LightRoseTTA: High-efficient and Accurate Protein Structure Prediction Using an Ultra-Lightweight Deep Graph Model
LightRoseTTA: High-efficient and Accurate Protein Structure Prediction Using an Ultra-Lightweight Deep Graph Model
Wang, X.; Zhang, T.; Liu, G.; Cui, Z.; Zeng, Z.; Long, C.; Zheng, W.; Yang, J.
AbstractAccurately predicting protein structure, from amino acid sequences to three-dimensional structures, is of great significance in biological research. To tackle this issue, a representative deep big model, RoseTTAFold, has been proposed with promising success. Here, we report an ultra-lightweight deep graph network, named LightRoseTTA, to achieve accurate and high-efficient prediction for proteins. Notably, three highlights are possessed by our LightRoseTTA: (i) high-accurate structure prediction for proteins, being competitive with RoseTTAFold on multiple popular datasets including CASP14 and CAMEO; (ii) high-efficient training and inference with an ultra-lightweight model, costing only one week on one single general NVIDIA 3090 GPU for model-training (vs 30 days on 8 high-speed NVIDIA V100 GPUs for RoseTTAFold) and containing only 1.4M parameters (vs 130M in RoseTTAFold); (iii) low dependency on multi-sequence alignments (MSA, widely-used homologous information), achieving the best performance on three MSA-insufficient datasets: Orphan, De novo, and Orphan25. Besides, our LightRoseTTA is transferable from general proteins to antibody data, as verified in our experiments.
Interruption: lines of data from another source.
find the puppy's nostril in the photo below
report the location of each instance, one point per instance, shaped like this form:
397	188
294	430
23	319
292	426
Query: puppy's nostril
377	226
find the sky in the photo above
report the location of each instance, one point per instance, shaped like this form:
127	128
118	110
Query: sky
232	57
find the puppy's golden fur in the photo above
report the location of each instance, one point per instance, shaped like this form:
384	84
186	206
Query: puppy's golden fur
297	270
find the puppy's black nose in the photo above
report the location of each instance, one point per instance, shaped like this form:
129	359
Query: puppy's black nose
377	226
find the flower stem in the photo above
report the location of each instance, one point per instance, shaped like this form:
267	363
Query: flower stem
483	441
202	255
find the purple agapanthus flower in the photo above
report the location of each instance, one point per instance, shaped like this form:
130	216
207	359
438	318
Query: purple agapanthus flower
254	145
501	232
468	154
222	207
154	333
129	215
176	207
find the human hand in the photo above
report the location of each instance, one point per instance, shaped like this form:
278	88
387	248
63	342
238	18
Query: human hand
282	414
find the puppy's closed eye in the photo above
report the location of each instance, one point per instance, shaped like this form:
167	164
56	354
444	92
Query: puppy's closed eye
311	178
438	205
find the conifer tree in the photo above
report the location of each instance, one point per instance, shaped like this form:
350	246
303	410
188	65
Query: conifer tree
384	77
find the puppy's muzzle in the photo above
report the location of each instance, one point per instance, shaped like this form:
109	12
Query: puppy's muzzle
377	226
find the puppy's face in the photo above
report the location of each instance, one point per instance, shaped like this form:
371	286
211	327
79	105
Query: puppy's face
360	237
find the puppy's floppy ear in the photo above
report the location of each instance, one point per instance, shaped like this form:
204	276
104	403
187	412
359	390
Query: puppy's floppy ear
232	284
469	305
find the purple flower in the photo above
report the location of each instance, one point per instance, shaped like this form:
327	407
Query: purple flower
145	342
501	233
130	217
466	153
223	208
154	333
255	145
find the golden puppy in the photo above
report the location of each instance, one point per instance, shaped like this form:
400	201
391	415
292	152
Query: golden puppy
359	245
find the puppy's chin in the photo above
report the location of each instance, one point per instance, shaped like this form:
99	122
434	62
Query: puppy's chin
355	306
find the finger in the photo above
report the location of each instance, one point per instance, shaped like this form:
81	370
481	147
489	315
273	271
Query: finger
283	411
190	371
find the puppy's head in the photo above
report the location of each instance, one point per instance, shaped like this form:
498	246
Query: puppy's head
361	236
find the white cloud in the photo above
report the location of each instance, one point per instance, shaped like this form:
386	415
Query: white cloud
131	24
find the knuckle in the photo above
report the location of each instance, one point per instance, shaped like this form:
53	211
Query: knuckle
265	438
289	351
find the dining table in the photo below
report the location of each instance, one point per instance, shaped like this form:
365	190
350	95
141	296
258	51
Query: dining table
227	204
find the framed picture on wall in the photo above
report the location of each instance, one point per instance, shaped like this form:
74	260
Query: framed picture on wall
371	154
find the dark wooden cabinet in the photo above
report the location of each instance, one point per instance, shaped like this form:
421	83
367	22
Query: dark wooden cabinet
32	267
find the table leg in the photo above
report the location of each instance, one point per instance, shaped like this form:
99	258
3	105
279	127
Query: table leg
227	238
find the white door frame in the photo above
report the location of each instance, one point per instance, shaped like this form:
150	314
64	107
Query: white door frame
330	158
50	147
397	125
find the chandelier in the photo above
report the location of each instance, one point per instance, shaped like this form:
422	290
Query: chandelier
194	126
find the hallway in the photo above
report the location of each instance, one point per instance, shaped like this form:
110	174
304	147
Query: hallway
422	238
We visualize some case studies to demonstrate the high-quality prediction, and provide some insights on how the structure predictions facilitate the understanding of biological functions. We further make a discussion on the time and resource costs of LightRoseTTA and RoseTTAFold, and demonstrate the feasibility of lightweight models for protein structure prediction, which may be crucial in the resource-limited research for universities and academy institutions. We release our code and model to speed biological research.